1. This is a defendant's appeal from an order of remand passed by the Civil Judge of Jaunpur in an appeal from the decision of the Additional Munsif of Jaunpur, dated 6th January 1937. Jagdeo, father of the plaintiffs, Earn Sanmukh Misir and others, made a mortgage in favour of Rajeshwar Dube, defendant, in the year 1928, mortgaging certain joint family property. The mortgagee sued for mortgagee possession of the property. The only defendant to the suit was Jagdeo, mortgagor. One of the pleas which Jagdeo raised in that case was that he was representing the joint family of himself and his sons and that the mortgage was without legal necessity. The trial Court of the Munsif framed an issue about legal necessity and found that except for a sum of Rs. 15 the mortgage was for legal necessity. In the end the suit for mortgagee possession was decreed. Subsequently, the sons of the mortgagor brought a suit for a declaration that the mortgage made by their father was not binding upon them as it was without consideration and without legal necessity and further that if any consideration was paid it was given for immoral purposes. The trial Court of the Munsif dismissed the suit on the ground that the sons were effectively represented by their father in the previous suit on the mortgage and the decision in that suit operated as res judicata in the subsequent suit by the sons. In appeal the learned Civil Judge reversed the decision of the Munsif, holding that the sons were not parties to the previous litigation and the pleas on which the sons now seek to avoid the alienation were not open to the father and consequently the interest of the sons remained unaffected by the judgment against the father in the previous case. The lower Appellate Court accordingly remanded the case to the trial Court for decision on the merits. Hence this second appeal.
2. In appeal before me learned Counsel for the mortgagee appellant has referred to the cases in Kazim Ali Khan v. Om Prakash : AIR1937All731 and Dharup Raj Misir v. Ram Audesh Missir : AIR1935All452 and has contended that because the father was previously sued in a representative capacity therefore the decision against Mm in that suit would bind the sons. The cases referred to above are no authority for the contention that a decree passed against the father for a debt contracted by him, even though the debt be not for family necessity or be illusory, immoral or illegal operates as res judicata and is binding upon the sons. Although it may not be legally necessary to implead the other coparceners in a suit by or against the manager, yet they would be proper parties to such a suit.
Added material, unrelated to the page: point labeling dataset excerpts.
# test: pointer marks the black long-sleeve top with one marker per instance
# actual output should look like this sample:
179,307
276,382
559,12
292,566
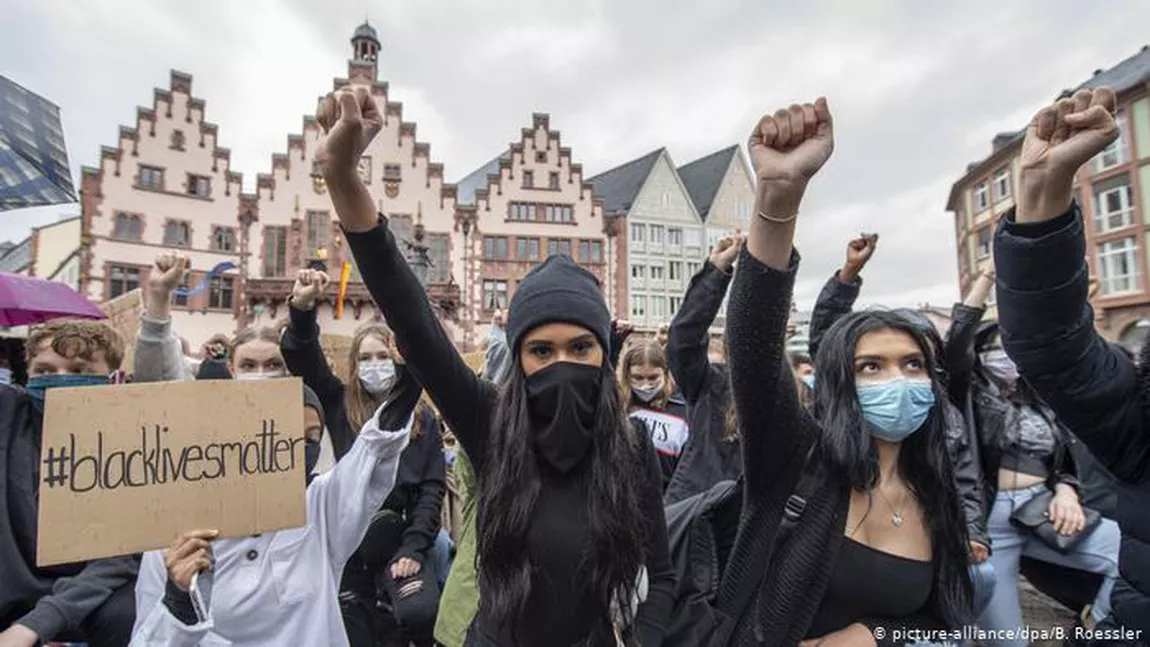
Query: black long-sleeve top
1048,330
786,583
836,300
421,480
558,610
707,457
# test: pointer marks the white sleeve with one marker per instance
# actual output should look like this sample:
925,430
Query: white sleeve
154,623
159,355
342,502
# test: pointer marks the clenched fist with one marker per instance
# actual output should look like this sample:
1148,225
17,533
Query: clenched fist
725,252
1059,139
858,253
790,146
309,286
351,120
169,271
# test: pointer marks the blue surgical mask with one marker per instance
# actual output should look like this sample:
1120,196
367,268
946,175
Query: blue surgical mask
39,384
897,408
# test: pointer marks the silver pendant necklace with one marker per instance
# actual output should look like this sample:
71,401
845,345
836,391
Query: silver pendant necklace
896,515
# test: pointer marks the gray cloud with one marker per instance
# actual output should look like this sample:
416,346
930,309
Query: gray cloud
918,89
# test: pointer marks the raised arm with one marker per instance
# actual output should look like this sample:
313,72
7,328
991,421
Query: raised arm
787,149
1048,324
352,120
159,355
841,291
304,354
959,346
690,331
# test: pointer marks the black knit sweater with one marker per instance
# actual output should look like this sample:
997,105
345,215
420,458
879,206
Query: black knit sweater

Further, the right of the coparceners to object not on the ground of non-joinder but on the ground of the debt being not binding on them or as, being tainted with illegality or immorality is not affected by the proceedings to which they have not been made parties. It makes no difference that in the present case the father did as a matter of fact raise the plea about want of legal necessity and the trial Court wrongly allowed him to raise it and also gave a finding on it. It is elementary law that it is not open to an alienor to impeach his own alienation. In Debi Singh v. Jia Ram (1903) 25 All. 214 Banerji J. observed as follows:
In the cage of Hindu sons who were not party to the proceedings (under which the sale took place in execution of a decree obtained on foot of a mortgage made by the father) the mere fact of the sale having been held and confirmed does not preclude them from questioning the validity of it upon grounds which under the Hindu law would relieve them of the obligation which that law imposes upon them to pay their father's debts;
in other words that the debt was not of such a nature as to justify a sale of their interests also. The learned Judge relied' in support of his view on the following obseri. nations of their Lordships of the Privy Council in Nanomi Babuasin v. Modhun Mohun (1886) 13 Cal. 21:
It appears to their Lordships that sufficient care has not always been taken to distinguish between the question how far the entirety of the joint estate is liable to answer the father's debt and the question how far the sons can be precluded by proceedings taken by or against the father alone from disputing the liability. If the debt was of a nature to support a sale of the entirety he might legally have sold it without suit or the creditor might legally procure a sale of it by suit. All that the sons can claim is that not being parties to the sale or execution proceeding they ought not to be debarred from trying the fact or nature of the debt in a suit of their own.
2. Reference may also be made to the observations in Ram Krishna Narayan v. Vinayak narayan (1910) 34 Bom. 354 at p. 357, Ramasamayyan v. Virasami Ayyar (1898) 21 Mad. 222 at p. 225 and Surya Prosad v. Golab Chand (1900) 27 Cal. 724 at p. 743 where it was held that if a son after a decree being obtained against the father upon a mortgage executed by the latter sues to have it declared that his share, is not liable to satisfy the decree he cannot succeed unless he proves that the debt was contracted for immoral or illegal purpose or was of an illusory character. For the reasons stated above I hold that the suit of the sons is not barred by the rule of res judicata and the decision of the lower Appellate Court is correct. The appeal thus fails and is dismissed with costs. Leave to file Letters Patent appeal is refused.